Though the episode itself was penned by Jeremy Carver, the writing staff contributed their ideas to the storyline. Within five minutes of brainstorming, they envisioned three scenes they had to do: the teaser, where a grandfather pretending to be Santa is pulled up the chimney and slaughtered; a boy witnessing the Santa-dressed villain brutally killing his father and then eating one of the cookies for Santa; and the Winchesters killing someone with a Christmas tree.

===Flashbacks===
The initial draft of the script focused solely on the brothers' attempts to kill the pagan gods; when the episode came up short, Edlund suggested the addition of flashbacks to Sam and Dean's childhood. The narrative device provided two revelations: the origins of Dean's necklace, and the "beginning of Sam's estrangement from his father and his indoctrination into the supernatural world". Kripke noted that the staff loves to delve into the Winchesters' childhoods, and deemed it "too good an opportunity to pass up" to be able to depict how Sam "lost his innocence". Child actor Ridge Canipe reprised his role as a young Dean, while Colin Ford made his debut as a young Sam. Ford had not viewed the series prior to his audition, but watched the first season to research his character.

===Christmas theme===
Principal filming took place in Vancouver, British Columbia, and many visuals were influenced by the holiday theme. The "very festive, warm Christmas tones" of the Carrigans' home were intended by set designer Jerry Wanek to create a contrast with the brothers' "little coal-burning old motel". Diane Widas created the costumes, and had fun making the Carrigans' Christmas sweaters "very campy"; Edward's sweater was originally going to be "over-the-top" with 3D snowmen. Because Santa and his elves worked in a "very tired little theme park", the elves were given "ill-fitting" costumes; though new, they were altered to look "shabby". The Santa's "grungy" appearance reflected his drunken state.

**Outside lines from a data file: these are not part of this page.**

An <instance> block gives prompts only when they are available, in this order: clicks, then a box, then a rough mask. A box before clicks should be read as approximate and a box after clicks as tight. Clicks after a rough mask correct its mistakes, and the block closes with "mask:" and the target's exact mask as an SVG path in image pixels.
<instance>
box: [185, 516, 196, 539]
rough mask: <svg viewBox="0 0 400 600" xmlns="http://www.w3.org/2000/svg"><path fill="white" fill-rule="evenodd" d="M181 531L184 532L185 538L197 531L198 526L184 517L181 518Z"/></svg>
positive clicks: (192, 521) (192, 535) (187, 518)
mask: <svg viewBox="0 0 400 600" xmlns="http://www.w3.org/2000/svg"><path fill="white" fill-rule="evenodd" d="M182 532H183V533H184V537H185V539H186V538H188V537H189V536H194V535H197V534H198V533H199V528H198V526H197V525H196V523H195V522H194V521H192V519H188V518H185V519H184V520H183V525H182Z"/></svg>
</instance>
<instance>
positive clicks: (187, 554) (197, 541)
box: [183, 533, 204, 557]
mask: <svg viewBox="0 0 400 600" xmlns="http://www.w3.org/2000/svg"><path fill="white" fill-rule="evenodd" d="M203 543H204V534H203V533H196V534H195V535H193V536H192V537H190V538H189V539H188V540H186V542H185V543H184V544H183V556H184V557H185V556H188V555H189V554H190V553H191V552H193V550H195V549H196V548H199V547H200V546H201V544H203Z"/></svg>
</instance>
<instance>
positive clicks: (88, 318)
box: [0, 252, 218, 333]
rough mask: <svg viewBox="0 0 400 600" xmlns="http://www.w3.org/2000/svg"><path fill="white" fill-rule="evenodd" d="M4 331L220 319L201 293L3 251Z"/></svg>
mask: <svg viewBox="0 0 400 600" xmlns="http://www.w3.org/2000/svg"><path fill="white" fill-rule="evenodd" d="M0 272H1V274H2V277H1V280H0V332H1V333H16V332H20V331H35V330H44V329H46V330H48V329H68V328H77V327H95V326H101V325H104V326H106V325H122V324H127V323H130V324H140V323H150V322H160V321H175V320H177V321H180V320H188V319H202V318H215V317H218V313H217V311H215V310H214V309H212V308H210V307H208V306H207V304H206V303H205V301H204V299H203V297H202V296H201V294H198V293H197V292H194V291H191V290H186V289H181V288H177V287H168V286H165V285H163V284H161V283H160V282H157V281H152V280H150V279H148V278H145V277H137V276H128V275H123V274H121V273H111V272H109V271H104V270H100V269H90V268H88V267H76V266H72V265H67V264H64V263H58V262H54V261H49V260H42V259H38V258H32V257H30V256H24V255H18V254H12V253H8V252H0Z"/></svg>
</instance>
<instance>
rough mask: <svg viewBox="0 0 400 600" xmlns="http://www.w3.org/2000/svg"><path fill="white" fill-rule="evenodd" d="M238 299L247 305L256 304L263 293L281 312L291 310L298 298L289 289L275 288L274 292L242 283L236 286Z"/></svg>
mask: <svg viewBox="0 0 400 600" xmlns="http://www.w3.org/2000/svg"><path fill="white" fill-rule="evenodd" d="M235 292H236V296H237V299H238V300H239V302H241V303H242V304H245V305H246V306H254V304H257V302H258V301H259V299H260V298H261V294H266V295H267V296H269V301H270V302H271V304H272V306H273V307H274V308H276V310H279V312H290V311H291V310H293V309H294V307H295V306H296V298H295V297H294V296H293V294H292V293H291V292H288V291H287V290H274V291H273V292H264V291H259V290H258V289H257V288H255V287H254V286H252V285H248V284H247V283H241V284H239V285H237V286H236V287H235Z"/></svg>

Despite the dark storyline, Kripke found it important to maintain the "trappings of ... a really cheery, traditional Christmas special". The spinning "A Special Presentation" title at the beginning of the episode was used by CBS in the 1980s, and Kripke was adamant on including it. Though it was very difficult to find who created and scored it, they eventually received permission. Keeping to the holiday theme, the episode shied away from the usual rock-heavy soundtrack, and instead featured Christmas songs remade in different styles by composer Jay Gruska.

===Effects===
Visual effects shots often are produced but ultimately unused, and the episode was no exception. After Madge is killed, the script describes Edward as screaming her name "in all his godlike glory". The visual effects department interpreted this literally, and had him transforming into a tree creature, "all wooden and gnarled". However, it was deemed "a little too on the nose".

==Reception==
On its initial broadcast, the episode was watched by 3.02 million viewers. It received mixed reviews from critics. Julie Pyle of Airlock Alpha "really enjoyed" the "well directed, well written" episode, and "[giggled] with glee in anticipation of each ghastly Christmas nightmare". Although she continued her criticism of the third season's brighter lighting, she deemed it overall "another Christmas tradition to watch every year with our Charlie Brown Christmas DVDs". Tina Charles of TV Guide enjoyed the monster of the week, but was "hooked" on the brothers' storylines. She noted that Ford's casting as a young Sam was "perfect", and felt that Canipe's performance as a young Dean had improved since his previous appearance in the first season. Likewise, Maureen Ryan of the Chicago Tribune called it one of the "gems" of the third season. However, Karla Peterson of The San Diego Union-Tribune disagreed, and gave the episode a C−. While she enjoyed the flashback sequences and praised Canipe and Ford for their "fierce little performances", Peterson posited that the main storyline "seemed slapped together" and the pacing "felt sluggish". Overall, she found it to be "your basic TV fruitcake—a dense combination of half-baked dialogue and stale storytelling studded with chewy bits of sentimentality".